The Bolshevik revolution was not a spontaneous uprising of the masses. It was planned, financed, and orchestrated by outsiders. Some of the financing came from Germany which hoped that internal problems would force Russia out of the war against her. But most of the money and leadership came from financiers in England and the United States. It was a perfect example of the Rothschild formula in action.

This group centered mainly around a secret society created by Cecil Rhodes, one of the world’s wealthiest men at the time. The purpose of that group was nothing less than world dorninion and the establishment of a modern feudalist society controlled by the world’s central banks. Headquartered in England, the Rhodes inner-most directorate was called the Round Table. In other countries, there were established subordinate structures called Round-Table Groups. The Round-Table Group in the United States became known as the Council on Foreign Relations. The CFR, which was initially dominated by J. P. Morgan and later by the Rockefellers, is the most powerful group in America today.

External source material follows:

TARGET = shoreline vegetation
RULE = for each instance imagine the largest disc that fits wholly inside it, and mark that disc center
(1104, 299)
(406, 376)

It is even more powerful than the federal government, because almost all of the key positions in government are held by its members. In other words, it is the United States government.

Agents of these two groups cooperated closely in pre-revolutionary Russia and particularly after the Tsar was overthrown. The American contingent in Russia disguised itself as a Red Cross mission allegedly doing humanitarian work. Cashing in on their close friendship with Trotsky and Lenin, they obtained profitable business concessions from the new government which returned their initial investment many times over.